The truth is, despite all the technology we were using and all the vigilance we could muster, there wasn’t much more we could have done.
There are huge price tags associated with nosocomial infections - that is, infections picked up in a hospital - and preventable adverse events: the added length of stay, the additional treatments, the potential lawsuits, and many more factors all have costs. Many technologies on the market make bold claims about being able to reduce preventable adverse events (including nosocomial infections) but unless that technology involves cloning nurses and having more bodies on the floor, the ugly truth is that smart sensors and notifications can’t do it all. What’s even worse is that when solutions and technology are in place and negative events do take place, the clinicians feel responsible.
“I probably didn’t use the solution right” or “I’m not technically savvy enough” or “this patient is now more sick because I failed them.”
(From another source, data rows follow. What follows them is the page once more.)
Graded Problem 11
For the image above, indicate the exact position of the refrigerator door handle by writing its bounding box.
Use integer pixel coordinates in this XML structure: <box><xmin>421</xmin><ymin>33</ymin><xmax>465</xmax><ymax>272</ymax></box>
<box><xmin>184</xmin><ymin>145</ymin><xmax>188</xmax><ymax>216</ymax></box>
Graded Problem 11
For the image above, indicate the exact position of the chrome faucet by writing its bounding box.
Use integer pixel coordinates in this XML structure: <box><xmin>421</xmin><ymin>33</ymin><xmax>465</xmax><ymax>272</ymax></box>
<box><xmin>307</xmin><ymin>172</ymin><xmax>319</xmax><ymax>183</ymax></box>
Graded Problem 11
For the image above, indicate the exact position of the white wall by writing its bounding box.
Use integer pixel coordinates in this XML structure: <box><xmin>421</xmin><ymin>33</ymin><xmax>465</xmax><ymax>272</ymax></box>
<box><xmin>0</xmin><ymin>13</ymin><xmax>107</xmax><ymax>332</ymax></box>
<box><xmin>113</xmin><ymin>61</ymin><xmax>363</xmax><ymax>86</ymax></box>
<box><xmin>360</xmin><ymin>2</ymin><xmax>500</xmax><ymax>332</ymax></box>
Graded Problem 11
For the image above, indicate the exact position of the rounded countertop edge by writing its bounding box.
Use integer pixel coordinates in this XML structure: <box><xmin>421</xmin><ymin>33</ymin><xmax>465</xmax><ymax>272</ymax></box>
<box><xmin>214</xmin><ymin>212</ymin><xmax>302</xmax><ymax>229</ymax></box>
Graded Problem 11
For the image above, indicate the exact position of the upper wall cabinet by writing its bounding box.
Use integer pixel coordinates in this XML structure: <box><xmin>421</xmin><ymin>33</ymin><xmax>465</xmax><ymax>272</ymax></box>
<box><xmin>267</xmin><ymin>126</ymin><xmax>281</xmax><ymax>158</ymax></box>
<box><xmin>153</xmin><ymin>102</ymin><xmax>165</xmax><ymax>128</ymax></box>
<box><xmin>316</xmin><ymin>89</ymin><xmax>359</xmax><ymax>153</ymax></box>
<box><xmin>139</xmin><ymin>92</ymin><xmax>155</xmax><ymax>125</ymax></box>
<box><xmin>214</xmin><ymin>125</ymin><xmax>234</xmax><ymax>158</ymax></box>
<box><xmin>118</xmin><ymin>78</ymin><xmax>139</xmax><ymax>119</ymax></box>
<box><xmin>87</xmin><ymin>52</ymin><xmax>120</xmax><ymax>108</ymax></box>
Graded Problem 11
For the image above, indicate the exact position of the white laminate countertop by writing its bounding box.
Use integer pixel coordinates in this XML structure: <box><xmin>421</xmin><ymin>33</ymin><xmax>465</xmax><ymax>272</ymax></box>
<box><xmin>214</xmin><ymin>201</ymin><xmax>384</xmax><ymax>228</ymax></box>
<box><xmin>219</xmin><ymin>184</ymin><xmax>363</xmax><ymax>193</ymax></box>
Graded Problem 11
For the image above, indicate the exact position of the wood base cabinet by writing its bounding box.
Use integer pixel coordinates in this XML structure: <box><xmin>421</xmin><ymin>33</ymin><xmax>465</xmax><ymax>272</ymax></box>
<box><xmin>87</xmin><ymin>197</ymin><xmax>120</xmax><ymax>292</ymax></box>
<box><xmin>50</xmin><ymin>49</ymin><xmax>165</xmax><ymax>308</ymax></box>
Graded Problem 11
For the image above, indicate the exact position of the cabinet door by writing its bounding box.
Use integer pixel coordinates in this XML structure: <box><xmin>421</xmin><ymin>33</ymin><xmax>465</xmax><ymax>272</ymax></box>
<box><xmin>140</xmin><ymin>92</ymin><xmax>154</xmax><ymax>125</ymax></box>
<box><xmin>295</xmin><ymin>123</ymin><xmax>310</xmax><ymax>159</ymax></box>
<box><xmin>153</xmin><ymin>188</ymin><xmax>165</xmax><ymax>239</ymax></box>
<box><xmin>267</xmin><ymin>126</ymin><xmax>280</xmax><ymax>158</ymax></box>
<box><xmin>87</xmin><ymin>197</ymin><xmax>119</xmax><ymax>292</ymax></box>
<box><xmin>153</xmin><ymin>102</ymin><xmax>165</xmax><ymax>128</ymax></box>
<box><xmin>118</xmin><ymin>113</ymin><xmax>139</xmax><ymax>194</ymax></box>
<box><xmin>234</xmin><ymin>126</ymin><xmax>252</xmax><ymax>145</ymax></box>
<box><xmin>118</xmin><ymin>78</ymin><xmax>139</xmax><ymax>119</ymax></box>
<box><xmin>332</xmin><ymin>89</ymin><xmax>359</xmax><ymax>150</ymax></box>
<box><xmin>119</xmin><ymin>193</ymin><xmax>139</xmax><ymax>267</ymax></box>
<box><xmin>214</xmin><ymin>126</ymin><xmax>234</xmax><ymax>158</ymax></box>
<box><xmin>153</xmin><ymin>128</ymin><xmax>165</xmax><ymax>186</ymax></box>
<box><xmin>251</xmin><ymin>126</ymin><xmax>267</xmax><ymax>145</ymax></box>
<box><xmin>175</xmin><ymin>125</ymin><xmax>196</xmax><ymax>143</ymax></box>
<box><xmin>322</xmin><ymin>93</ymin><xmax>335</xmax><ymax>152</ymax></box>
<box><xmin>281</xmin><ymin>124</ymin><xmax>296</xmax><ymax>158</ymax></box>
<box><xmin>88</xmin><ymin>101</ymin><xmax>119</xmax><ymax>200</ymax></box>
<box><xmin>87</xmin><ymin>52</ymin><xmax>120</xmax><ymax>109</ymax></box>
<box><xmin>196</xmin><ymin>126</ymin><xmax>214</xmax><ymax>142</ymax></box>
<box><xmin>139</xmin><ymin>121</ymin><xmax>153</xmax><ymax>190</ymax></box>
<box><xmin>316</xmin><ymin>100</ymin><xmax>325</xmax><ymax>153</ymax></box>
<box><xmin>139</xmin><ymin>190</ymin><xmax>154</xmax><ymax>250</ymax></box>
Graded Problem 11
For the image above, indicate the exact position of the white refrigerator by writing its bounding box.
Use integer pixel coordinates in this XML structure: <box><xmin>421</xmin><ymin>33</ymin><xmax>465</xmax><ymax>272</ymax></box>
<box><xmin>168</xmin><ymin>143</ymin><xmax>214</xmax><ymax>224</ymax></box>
Leveraging IoT in Hospitals for enhanced Situational Awareness
What clinicians really need is more time, along with extra eyes and ears that can take situational context into consideration. Imagine if the patient’s smart bed was intelligent enough to know that the floors were wet, and kept the side railing up until the floors were dry. Imagine if that bed was also able to notify the patient that getting up at that moment would be dangerous. Solutions in this space really need to consider that these aren’t isolated workflows with single variables, and that they need to take a more holistic approach to care.
So many factors contribute to a patient successfully entering and exiting a hospital without major complications, technology has reached a point of maturity where we can now measure and monitor almost every step - yet gaps still exist. When considering solution design for new software implementations, healthcare leaders should prioritize real-time event-driven technology, end-to-end workflow visibility and orchestration, and a frictionless experience for practitioners. At ThoughtWire, we're dedicated to making the vision of smart IoT hospitals a reality, to help reduce outcomes like the one my elderly patient suffered. Practitioners can't be everywhere at once or have the time to consider every possible eventuality for patients, our solutions are architected with a deep empathy for this problem. ThoughtWire's smart hospital suite unlocks the potential of IoT so that clinicians can be sure they have the most comprehensive set of information and the right level of situational awareness to tackle all their patients needs.